Though ‘economic system’ for a long time meant European/American economies in which the ‘economist ideology’ seemed to be the dominant religion of the new world-order, it should not simply be assumed that the logic behind these systems uses universal values. Booming ‘economies’ like China’s and Malaysia’s, are still centrally controlled by respectively a communist and an Islamic ideology. Due to the crisis many democratic (Western) principles – that were in the past sometimes violently exported – seem to wear out in Europe and the United States themselves.
We can’t think of economy without addressing education for the female as well as male populations, in which issues like literacy, linguistic policy, all sorts of training facilities and the like, figure. In this respect most educational system are not only neo-colonial in the language that is used (often those of the former colonizer) but the curriculum is often not in line with people’s daily reality.
Despite the tremendous differences between the various regions and countries, Africa has for long been indicated as the ‘lost’ continent, which implicitly meant ‘the economically lost’ continent. However, Africa’s economy is rising, as the World Bank has demonstrated: the annual report of 2007 mentioned that sixteen countries grew by more than 4,5% a year. In the years thereafter in spite of the crisis on the European and North American continent, this growth continues, though sometimes with undesirable side-effects (for example: land grab).

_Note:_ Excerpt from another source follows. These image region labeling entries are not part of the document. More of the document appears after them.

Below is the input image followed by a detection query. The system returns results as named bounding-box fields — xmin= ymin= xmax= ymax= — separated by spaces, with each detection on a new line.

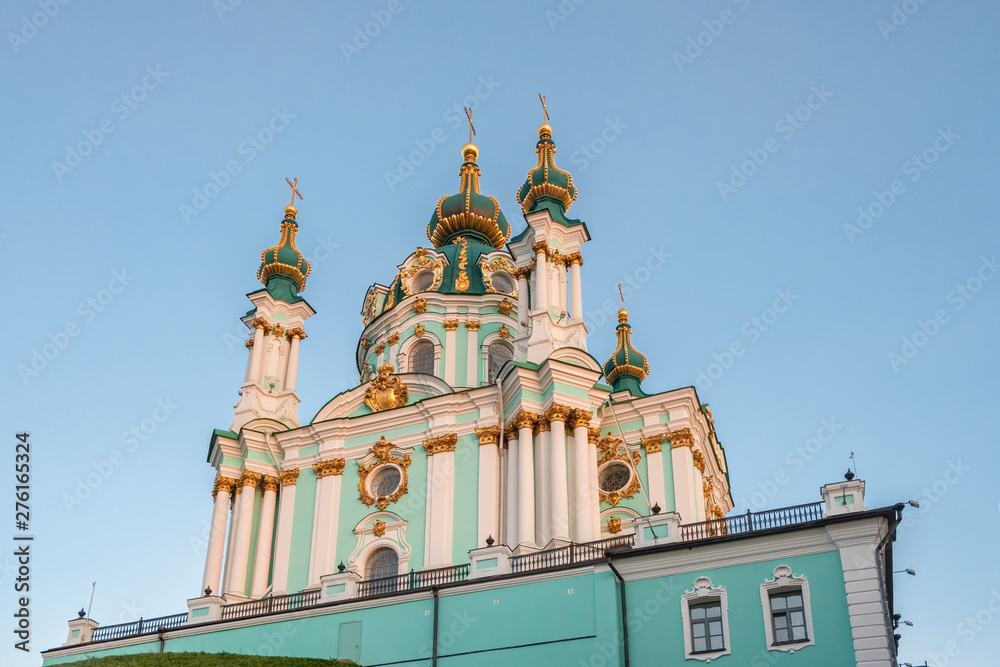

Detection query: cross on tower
xmin=464 ymin=107 xmax=476 ymax=144
xmin=285 ymin=176 xmax=302 ymax=206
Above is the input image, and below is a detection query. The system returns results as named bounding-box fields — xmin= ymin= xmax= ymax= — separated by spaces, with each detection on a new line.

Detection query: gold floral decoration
xmin=358 ymin=436 xmax=412 ymax=510
xmin=365 ymin=364 xmax=407 ymax=412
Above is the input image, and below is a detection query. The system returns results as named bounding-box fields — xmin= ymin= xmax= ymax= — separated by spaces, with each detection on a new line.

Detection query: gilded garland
xmin=358 ymin=436 xmax=411 ymax=510
xmin=365 ymin=364 xmax=407 ymax=412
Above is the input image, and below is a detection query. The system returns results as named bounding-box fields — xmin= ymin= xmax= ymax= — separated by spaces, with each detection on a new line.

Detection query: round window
xmin=371 ymin=465 xmax=403 ymax=498
xmin=598 ymin=463 xmax=632 ymax=493
xmin=490 ymin=271 xmax=514 ymax=294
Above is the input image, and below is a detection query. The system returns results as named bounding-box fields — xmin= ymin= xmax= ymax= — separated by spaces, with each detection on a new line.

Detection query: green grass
xmin=74 ymin=653 xmax=353 ymax=667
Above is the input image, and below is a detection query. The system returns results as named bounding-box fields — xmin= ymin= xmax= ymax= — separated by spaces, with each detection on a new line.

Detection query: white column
xmin=670 ymin=447 xmax=700 ymax=523
xmin=476 ymin=426 xmax=500 ymax=549
xmin=569 ymin=257 xmax=583 ymax=322
xmin=444 ymin=320 xmax=458 ymax=387
xmin=217 ymin=488 xmax=241 ymax=593
xmin=226 ymin=473 xmax=257 ymax=597
xmin=424 ymin=435 xmax=457 ymax=568
xmin=285 ymin=334 xmax=305 ymax=391
xmin=533 ymin=422 xmax=552 ymax=547
xmin=465 ymin=320 xmax=485 ymax=387
xmin=198 ymin=476 xmax=236 ymax=596
xmin=570 ymin=426 xmax=598 ymax=542
xmin=250 ymin=318 xmax=264 ymax=384
xmin=504 ymin=434 xmax=520 ymax=549
xmin=546 ymin=405 xmax=569 ymax=540
xmin=515 ymin=413 xmax=535 ymax=547
xmin=517 ymin=268 xmax=532 ymax=335
xmin=642 ymin=435 xmax=670 ymax=508
xmin=250 ymin=475 xmax=278 ymax=598
xmin=271 ymin=468 xmax=299 ymax=595
xmin=535 ymin=246 xmax=549 ymax=311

In this seminar four NIAS Fellows will each be presenting their research in fifteen minutes, which will be followed by a discussion.

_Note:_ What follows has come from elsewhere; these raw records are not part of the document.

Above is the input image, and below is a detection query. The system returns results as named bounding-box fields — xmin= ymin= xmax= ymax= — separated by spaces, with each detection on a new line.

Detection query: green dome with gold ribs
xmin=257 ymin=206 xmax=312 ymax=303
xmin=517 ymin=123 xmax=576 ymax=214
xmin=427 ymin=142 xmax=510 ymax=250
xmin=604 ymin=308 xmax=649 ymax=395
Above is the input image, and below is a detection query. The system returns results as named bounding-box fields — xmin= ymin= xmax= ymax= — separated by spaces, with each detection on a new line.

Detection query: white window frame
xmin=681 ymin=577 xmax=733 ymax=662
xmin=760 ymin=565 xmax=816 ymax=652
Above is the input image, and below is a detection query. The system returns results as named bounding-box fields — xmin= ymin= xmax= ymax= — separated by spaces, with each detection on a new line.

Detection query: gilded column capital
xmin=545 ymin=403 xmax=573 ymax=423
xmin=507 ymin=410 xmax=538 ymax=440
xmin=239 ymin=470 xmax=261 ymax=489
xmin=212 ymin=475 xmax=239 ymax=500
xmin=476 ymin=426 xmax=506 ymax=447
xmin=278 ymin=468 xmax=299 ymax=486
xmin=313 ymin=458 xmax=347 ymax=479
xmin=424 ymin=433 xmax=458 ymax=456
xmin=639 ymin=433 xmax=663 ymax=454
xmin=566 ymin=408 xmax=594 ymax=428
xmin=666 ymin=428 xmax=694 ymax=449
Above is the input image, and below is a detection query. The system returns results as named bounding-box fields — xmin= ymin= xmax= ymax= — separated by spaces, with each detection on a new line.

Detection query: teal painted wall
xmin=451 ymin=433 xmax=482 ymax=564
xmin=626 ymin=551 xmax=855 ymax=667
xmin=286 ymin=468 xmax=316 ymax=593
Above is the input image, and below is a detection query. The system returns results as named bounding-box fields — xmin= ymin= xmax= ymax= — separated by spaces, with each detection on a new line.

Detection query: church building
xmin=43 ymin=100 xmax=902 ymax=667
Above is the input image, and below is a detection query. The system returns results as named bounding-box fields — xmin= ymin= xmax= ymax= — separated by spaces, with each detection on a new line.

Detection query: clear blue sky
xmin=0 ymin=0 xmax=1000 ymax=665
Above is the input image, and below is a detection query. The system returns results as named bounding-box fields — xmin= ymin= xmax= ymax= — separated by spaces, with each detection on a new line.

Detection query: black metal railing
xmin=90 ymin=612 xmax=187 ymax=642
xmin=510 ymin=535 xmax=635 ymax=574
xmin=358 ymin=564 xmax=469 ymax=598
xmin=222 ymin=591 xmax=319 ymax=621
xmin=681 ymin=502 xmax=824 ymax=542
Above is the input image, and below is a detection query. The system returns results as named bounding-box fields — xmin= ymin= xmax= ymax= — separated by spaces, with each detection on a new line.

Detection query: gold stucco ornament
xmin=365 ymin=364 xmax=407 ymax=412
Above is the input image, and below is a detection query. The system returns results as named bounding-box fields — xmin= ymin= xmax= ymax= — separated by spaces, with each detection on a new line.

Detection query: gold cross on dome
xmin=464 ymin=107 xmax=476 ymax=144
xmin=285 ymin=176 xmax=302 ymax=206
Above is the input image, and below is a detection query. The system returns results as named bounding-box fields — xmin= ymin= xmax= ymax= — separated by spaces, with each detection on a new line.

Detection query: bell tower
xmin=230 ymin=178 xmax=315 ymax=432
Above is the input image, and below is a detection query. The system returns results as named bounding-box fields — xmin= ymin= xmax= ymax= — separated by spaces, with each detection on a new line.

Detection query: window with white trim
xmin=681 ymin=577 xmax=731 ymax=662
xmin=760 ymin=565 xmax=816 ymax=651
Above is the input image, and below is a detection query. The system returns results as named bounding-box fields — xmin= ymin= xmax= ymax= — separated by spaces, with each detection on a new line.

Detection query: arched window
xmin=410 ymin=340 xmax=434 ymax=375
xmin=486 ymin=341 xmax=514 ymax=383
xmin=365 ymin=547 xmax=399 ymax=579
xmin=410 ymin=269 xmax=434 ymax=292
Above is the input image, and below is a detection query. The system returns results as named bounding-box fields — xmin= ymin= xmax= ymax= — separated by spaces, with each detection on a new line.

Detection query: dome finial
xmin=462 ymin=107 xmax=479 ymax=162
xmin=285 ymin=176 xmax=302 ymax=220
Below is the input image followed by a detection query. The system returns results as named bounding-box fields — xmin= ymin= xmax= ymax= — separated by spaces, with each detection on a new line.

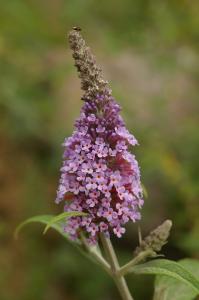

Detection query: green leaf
xmin=14 ymin=212 xmax=83 ymax=239
xmin=153 ymin=259 xmax=199 ymax=300
xmin=131 ymin=259 xmax=199 ymax=294
xmin=43 ymin=211 xmax=86 ymax=234
xmin=14 ymin=215 xmax=64 ymax=238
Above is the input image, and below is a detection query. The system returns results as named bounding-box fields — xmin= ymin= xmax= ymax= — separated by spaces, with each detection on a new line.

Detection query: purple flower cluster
xmin=56 ymin=92 xmax=143 ymax=243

NIAS Fellows will give the following presentations:
Austin Onuoha: The Impact and Possible Responses of African Governments to the Occupy
Wallstreet protests should it commence in the continent.

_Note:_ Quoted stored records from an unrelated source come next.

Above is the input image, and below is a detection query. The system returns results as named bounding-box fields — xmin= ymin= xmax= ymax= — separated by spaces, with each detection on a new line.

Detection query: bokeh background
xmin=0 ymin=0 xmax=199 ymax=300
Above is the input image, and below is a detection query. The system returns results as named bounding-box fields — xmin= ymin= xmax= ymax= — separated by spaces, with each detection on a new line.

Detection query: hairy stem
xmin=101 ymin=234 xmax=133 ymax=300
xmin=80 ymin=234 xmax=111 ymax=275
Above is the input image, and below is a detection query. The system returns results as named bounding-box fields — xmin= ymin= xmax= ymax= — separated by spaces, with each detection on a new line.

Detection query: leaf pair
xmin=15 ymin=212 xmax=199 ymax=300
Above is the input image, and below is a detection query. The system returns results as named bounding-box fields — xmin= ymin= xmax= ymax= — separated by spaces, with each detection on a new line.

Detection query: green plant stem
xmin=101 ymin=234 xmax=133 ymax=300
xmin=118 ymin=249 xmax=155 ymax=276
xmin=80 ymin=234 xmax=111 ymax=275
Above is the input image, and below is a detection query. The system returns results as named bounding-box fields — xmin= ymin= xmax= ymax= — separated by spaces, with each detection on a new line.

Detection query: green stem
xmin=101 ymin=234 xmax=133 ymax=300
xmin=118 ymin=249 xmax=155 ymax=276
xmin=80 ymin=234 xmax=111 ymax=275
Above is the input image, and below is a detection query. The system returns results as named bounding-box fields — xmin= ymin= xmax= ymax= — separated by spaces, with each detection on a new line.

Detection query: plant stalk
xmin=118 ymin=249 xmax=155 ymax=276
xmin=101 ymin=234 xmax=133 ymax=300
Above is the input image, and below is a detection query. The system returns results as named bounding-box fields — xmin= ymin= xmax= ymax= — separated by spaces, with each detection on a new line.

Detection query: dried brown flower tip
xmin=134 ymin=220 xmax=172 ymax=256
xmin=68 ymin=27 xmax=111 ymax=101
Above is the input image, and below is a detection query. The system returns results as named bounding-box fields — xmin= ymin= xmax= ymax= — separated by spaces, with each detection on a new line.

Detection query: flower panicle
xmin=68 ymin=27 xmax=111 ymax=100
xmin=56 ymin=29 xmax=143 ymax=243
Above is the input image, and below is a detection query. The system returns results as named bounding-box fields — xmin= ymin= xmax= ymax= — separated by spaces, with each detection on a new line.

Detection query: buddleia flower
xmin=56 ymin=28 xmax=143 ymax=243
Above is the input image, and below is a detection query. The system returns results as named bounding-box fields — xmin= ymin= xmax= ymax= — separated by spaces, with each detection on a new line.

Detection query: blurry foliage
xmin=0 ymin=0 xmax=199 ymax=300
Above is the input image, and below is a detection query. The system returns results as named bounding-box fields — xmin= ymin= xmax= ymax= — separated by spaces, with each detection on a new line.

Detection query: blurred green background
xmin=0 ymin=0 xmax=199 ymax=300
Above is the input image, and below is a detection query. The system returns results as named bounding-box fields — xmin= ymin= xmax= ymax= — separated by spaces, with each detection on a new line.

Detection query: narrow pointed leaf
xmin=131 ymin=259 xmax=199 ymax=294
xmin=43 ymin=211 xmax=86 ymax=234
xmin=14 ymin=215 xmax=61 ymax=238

Elijah Taiwo: Corruption, a Major Drain in the Economy: Another Look at the Legal Provisions
Towards Combating Corruption in Africa.
Enoch Aboh: Multilingualism and Education: How does it relate to Literacy, Linguistic policy,
Women’s education, Training, etc.
Ibrahim Mouiche/ José van Santen: Discussants
During the discussions in this seminar, several issues will be addressed:
What does the American/European economy look like from the perspective of African actors?
How do various countries on the African continent relate to the existing economic and educational system (apart from being just a land or a region with desirable natural resources)? What are the effects of mentioned economic and educational systems on the lives of Africans in the various countries? Who are the actors within the various African countries? How do civil societies react (or could react) to the current crisis on the other continents? What aspects of African economy may represent advances in addressing community issues?
What is the role of states (or governments) in the participation to American/European economic systems and local economic systems?
How, for example, is political power shaped in Africa and what are the implications for the exported ‘democratic model’? How then to define democracy? What is the role of these systems on education and research? How does it affect gender relations? What role does the media has in shaping the political sphere and what is the role of intellectuals?
Can experiences and processes on the African continent tell us something about democracy, systems of education and global economies at large, also in other parts of the world?